More concerning is the assertion that overcoming ‘racism’ requires racial quotas in Australian business to increase the number of Asian CEOs and board members. This ‘diversity’ agenda is completely contrary to way the nation has achieved its remarkable multi-racial success story, which is by overlooking racial and other differences and finding commonalities — not by institutionalising difference, let alone by politicising it.
This grievance-mongering is dangerous because his ideas are being cast before a receptive audience. Because the orthodoxy has largely won the battle of ideas within academia, many university-educated people are deeply invested in the identity politics notion that minorities are the perpetual victims of racism.

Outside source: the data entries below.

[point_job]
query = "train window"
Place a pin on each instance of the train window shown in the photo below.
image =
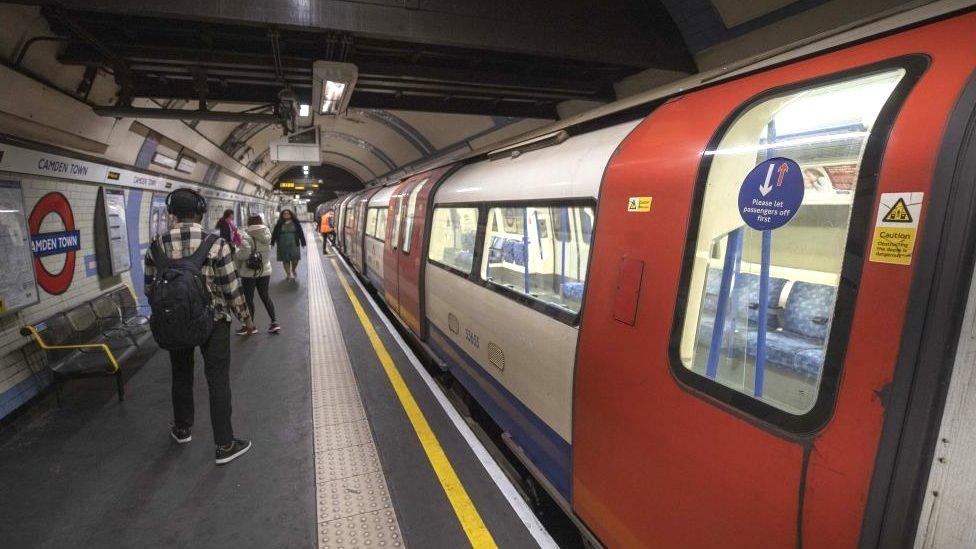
(396, 221)
(825, 129)
(411, 209)
(452, 237)
(380, 231)
(539, 252)
(371, 221)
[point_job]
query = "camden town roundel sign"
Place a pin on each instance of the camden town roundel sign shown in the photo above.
(64, 242)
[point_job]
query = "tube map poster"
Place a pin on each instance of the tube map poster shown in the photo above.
(18, 288)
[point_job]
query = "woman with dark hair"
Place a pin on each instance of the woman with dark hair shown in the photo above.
(228, 231)
(254, 267)
(288, 237)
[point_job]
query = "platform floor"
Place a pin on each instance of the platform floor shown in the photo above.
(341, 458)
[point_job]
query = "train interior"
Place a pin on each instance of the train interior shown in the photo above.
(825, 129)
(540, 252)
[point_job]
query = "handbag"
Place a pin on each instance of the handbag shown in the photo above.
(255, 261)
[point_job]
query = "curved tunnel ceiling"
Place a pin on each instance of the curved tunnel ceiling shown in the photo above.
(378, 140)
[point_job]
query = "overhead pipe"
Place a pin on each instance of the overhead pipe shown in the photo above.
(186, 114)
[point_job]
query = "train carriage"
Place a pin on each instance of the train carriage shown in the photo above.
(675, 376)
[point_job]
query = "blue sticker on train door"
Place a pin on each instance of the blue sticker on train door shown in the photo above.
(771, 194)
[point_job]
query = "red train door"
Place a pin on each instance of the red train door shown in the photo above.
(682, 434)
(391, 247)
(405, 248)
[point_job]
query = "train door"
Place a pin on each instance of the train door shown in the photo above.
(352, 221)
(689, 428)
(358, 253)
(391, 282)
(340, 223)
(417, 194)
(375, 237)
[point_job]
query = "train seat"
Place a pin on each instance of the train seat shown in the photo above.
(795, 333)
(798, 345)
(745, 287)
(572, 290)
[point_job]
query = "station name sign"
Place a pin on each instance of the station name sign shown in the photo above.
(55, 243)
(22, 160)
(61, 167)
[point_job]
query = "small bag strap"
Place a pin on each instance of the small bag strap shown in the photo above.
(199, 257)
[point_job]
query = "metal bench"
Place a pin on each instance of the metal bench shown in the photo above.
(93, 340)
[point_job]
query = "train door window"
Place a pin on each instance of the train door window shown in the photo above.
(371, 215)
(825, 129)
(540, 253)
(379, 230)
(452, 236)
(411, 210)
(397, 216)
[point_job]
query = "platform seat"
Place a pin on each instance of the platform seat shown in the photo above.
(134, 317)
(796, 333)
(95, 339)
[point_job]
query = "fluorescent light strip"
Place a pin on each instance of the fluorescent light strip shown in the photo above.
(789, 143)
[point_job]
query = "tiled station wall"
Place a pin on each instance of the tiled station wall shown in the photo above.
(23, 371)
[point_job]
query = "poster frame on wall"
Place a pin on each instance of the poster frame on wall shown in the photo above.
(159, 222)
(111, 234)
(28, 256)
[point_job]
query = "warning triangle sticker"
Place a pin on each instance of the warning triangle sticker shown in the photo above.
(898, 213)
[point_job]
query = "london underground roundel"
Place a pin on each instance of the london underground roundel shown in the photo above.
(65, 242)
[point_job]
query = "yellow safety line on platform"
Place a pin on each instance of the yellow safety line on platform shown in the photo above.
(467, 514)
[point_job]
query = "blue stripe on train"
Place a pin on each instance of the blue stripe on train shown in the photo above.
(547, 450)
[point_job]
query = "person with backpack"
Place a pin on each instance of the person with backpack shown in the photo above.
(327, 230)
(193, 291)
(228, 230)
(288, 238)
(254, 267)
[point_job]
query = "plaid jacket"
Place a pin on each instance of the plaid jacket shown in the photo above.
(225, 288)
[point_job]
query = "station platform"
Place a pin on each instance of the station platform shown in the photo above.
(354, 445)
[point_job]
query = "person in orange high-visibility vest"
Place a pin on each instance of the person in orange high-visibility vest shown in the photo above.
(327, 230)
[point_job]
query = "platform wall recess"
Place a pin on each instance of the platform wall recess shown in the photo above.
(22, 368)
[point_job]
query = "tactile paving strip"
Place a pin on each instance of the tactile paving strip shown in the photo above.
(353, 502)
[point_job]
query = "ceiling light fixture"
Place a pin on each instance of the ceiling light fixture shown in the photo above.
(332, 85)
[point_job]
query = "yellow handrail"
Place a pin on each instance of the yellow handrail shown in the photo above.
(32, 331)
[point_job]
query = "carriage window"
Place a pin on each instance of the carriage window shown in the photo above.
(540, 252)
(452, 236)
(379, 231)
(396, 221)
(371, 215)
(411, 209)
(824, 129)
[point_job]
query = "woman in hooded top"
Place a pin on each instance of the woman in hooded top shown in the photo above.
(253, 258)
(289, 239)
(228, 230)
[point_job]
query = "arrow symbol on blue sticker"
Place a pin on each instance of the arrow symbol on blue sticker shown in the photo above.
(766, 187)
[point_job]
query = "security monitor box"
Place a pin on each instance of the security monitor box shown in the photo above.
(332, 85)
(301, 148)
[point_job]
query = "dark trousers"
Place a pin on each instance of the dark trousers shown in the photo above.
(261, 284)
(216, 366)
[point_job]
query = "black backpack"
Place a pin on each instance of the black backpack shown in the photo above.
(182, 311)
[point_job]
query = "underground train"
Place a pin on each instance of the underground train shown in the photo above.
(671, 370)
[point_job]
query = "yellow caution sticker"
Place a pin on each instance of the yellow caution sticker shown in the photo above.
(639, 204)
(894, 231)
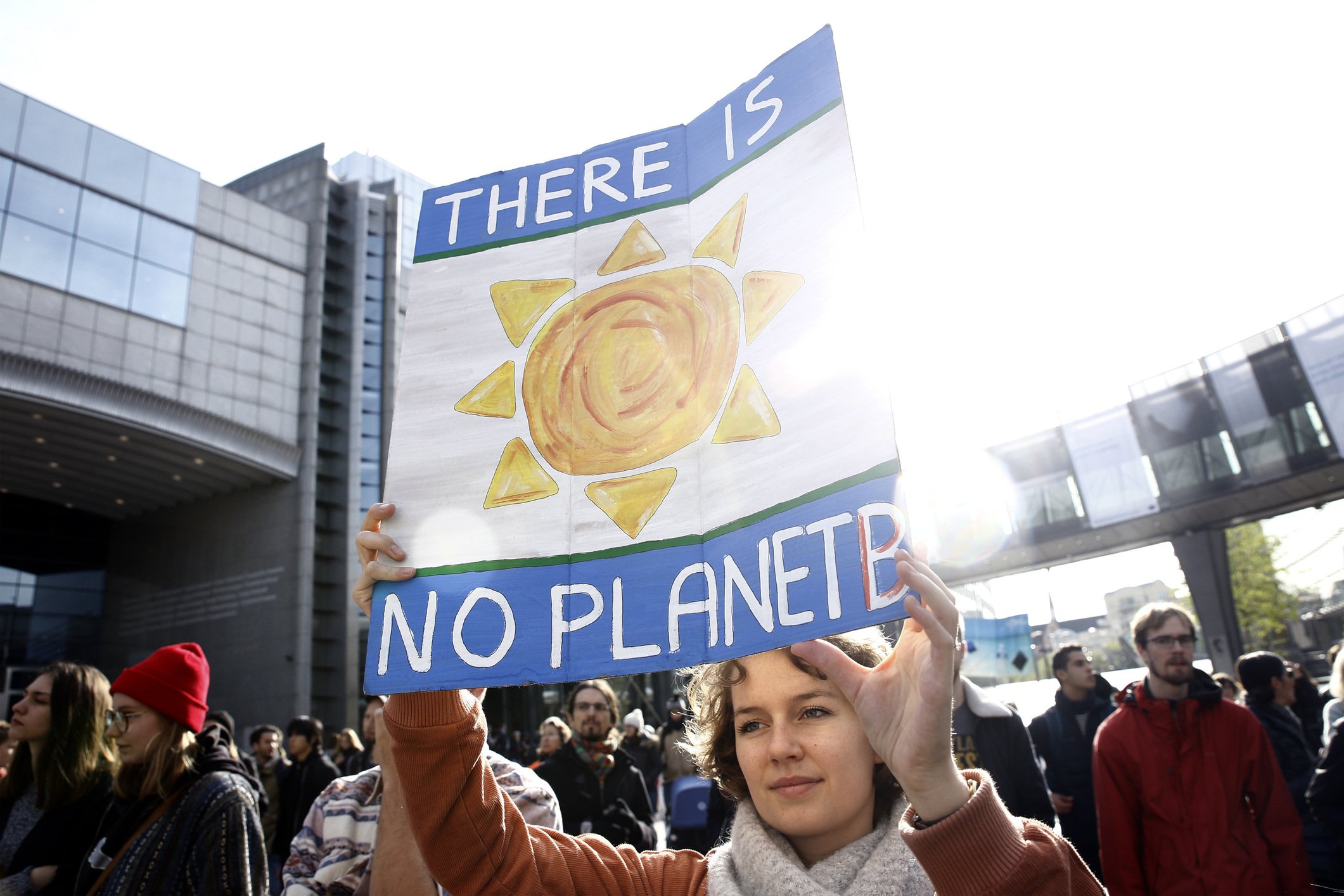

But the identity warriors should be careful what they wish for. If so-called ‘white privileged’ Australians have their equality of opportunity denied — along with their fundamental rights such as free speech curtailed, in the name of promoting diversity — identity politics may foster racialised politics and social divisions. A nightmare scenario that should be avoided at all costs.
Getting the history of Australian racism right is therefore in the national interest. And what a wonderful national story there is to tell. The nation has achieved what the founders of the White Australia Policy thought impossible when they barred other races based on the belief that a multi-racial country would inevitably lead to racial strife. That ordinary Australians, through the collective commitment to the principle of the ‘fair go’ regardless of race, have proven this premise wrong is, perhaps, the greatest chapter in our national story.
If Australian schools and universities taught this, the true history of Australian racism, students would learn nothing less than the tolerant ‘fair go’ attitudes that are essential to make a multi-racial society function freely and fairly.
Dr Jeremy Sammut has a PhD in Australian History. He is a Senior Research Fellow at The Centre for Independent Studies and author of The History Wars Matter.